RREACT: A mobile multidisciplinary response to overdose
- PMID: 39355335
- PMCID: PMC11444051
- DOI: 10.35502/jcswb.360
RREACT: A mobile multidisciplinary response to overdose
Abstract
Opioid overdose is a leading cause of death in the United States, and engaging with patients following overdose to provide harm reduction and recovery resources can prove difficult. Quick response models use mobile, multidisciplinary teams to establish a time-sensitive connection between individuals who overdosed and harm reduction and recovery resources that improve outcomes. These quick response models are consistent with the broader field of mobile-integrated health programs that are growing in number and acceptability, though the literature base is sparse and programs vary. We describe the 5-year reach, effectiveness, adoption, implementation and maintenance (RE-AIM) framework of the Rapid Response Emergency Addiction and Crisis Team (RREACT), a fire/emergency medical services-led, multidisciplinary (firefighter/paramedic, law enforcement officer, social worker) mobile outreach team. RREACT provides harm reduction, linkage/transportation to care and wrap-around services to individuals following a nonfatal opioid overdose that resulted in an emergency response in Columbus, Franklin County, Ohio, United States. Between 2018 and 2022, RREACT made 22,157 outreach attempts to 11,739 unique patients. RREACT recorded 3,194 direct patient contacts during this time, resulting in 1,200 linkages to care: 799 direct transports to opioid use disorder treatment and 401 warm handoffs to community treatment agencies. Furthermore, RREACT's staffing increased from 4 full-time equivalent staff in 2018 to 15.5 in 2022 and was supported by the surrounding community through 287 community outreach events and the development of an alumni program. These preliminary results further support the deployment of multidisciplinary mobile outreach teams to increase access to harm reduction and recovery resources following opioid overdose.

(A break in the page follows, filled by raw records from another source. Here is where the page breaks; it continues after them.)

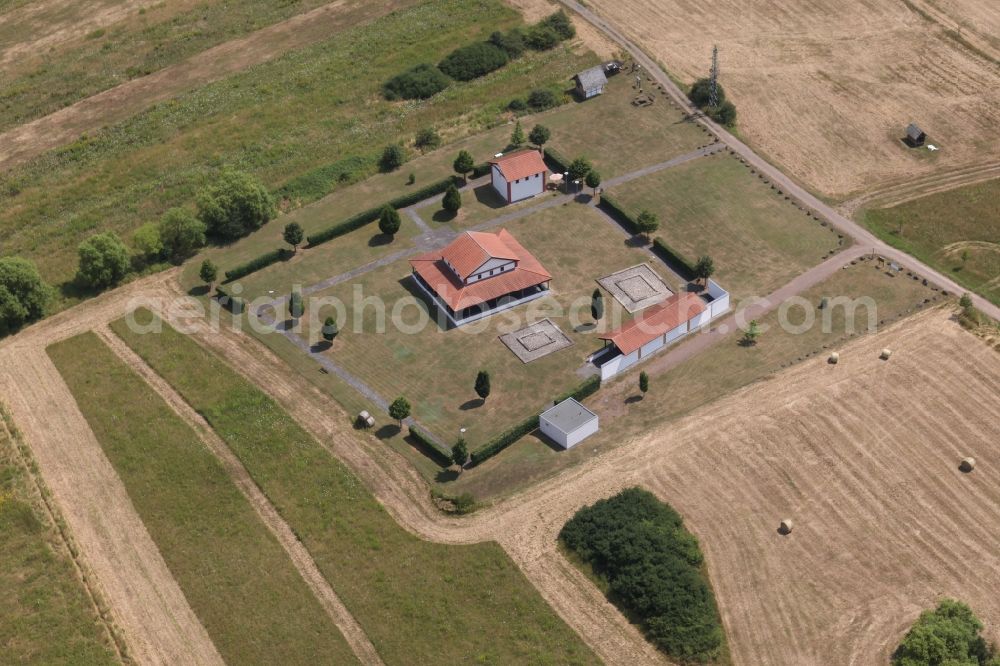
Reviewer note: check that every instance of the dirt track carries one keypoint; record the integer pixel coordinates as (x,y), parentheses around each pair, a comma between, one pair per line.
(825,89)
(861,455)
(21,143)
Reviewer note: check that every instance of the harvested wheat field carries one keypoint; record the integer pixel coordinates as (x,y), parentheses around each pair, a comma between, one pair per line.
(826,89)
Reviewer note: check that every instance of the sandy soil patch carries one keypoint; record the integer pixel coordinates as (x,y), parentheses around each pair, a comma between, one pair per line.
(826,90)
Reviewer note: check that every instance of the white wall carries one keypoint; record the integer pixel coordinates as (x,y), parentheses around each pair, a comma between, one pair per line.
(527,187)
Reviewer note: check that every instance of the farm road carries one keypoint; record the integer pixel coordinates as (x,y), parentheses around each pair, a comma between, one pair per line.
(787,185)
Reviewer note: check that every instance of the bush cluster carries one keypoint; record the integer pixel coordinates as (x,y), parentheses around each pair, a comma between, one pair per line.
(254,265)
(949,634)
(653,567)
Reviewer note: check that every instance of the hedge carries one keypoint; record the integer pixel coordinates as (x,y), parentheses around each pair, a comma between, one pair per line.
(368,216)
(674,258)
(258,263)
(234,304)
(556,159)
(503,440)
(432,446)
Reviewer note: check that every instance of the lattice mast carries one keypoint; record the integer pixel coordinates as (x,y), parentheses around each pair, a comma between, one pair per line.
(713,89)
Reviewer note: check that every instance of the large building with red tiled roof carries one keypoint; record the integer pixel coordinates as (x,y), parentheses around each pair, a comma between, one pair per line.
(518,176)
(479,274)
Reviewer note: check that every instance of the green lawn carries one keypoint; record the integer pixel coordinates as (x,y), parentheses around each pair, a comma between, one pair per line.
(715,206)
(941,229)
(236,576)
(708,376)
(418,602)
(47,617)
(137,44)
(435,369)
(308,108)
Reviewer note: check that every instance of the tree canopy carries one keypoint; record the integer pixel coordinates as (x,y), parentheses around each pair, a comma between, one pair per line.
(235,205)
(949,635)
(23,293)
(653,567)
(103,260)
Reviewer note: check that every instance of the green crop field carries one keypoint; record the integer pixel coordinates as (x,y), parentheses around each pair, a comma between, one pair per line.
(715,206)
(47,617)
(956,232)
(236,576)
(708,376)
(417,601)
(306,109)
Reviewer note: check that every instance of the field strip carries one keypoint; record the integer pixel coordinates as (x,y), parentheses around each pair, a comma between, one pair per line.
(158,624)
(300,557)
(111,106)
(65,539)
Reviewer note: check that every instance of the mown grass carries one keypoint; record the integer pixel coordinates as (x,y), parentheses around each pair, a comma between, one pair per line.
(138,44)
(418,602)
(940,229)
(708,376)
(714,206)
(236,576)
(280,119)
(47,617)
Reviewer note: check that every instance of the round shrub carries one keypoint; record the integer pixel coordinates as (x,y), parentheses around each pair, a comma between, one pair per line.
(471,62)
(421,82)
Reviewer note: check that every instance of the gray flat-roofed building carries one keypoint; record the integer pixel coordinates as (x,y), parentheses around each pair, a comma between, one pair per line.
(568,423)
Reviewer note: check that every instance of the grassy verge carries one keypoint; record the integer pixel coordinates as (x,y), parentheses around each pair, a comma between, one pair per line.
(233,572)
(47,617)
(957,232)
(140,43)
(279,120)
(714,373)
(418,602)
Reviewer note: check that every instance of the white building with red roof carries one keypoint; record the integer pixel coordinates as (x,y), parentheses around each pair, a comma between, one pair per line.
(657,327)
(479,274)
(519,175)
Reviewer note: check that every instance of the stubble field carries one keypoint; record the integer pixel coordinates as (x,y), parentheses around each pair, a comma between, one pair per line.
(826,89)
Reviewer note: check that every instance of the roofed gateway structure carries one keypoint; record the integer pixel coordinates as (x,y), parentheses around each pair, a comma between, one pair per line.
(519,175)
(479,274)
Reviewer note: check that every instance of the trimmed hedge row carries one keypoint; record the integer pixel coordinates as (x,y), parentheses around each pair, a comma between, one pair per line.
(425,439)
(503,440)
(368,216)
(254,265)
(589,387)
(677,260)
(556,159)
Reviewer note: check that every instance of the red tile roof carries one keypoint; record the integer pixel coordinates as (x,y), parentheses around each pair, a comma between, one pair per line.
(527,273)
(656,320)
(473,249)
(522,164)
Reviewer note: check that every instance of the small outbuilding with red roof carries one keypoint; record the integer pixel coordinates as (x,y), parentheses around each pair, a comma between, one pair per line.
(518,176)
(479,274)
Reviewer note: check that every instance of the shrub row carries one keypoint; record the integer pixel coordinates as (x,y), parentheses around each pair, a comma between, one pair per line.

Keywords: Opioid-related disorders; harm reduction; mobile integrated healthcare; multidisciplinary care team; quick response team.
Conflict of interest statement
CONFLICT OF INTEREST DISCLOSURE Mighty Crow Media, LLC, employs an author of this article and serves as the grant evaluator for RREACT’s Bureau of Justice Assistance COSSAP grant. Grant funding does not support time or other costs associated with this publication. Alexander Ulintz was supported by AHRQ T32 grant (T32 HS029590).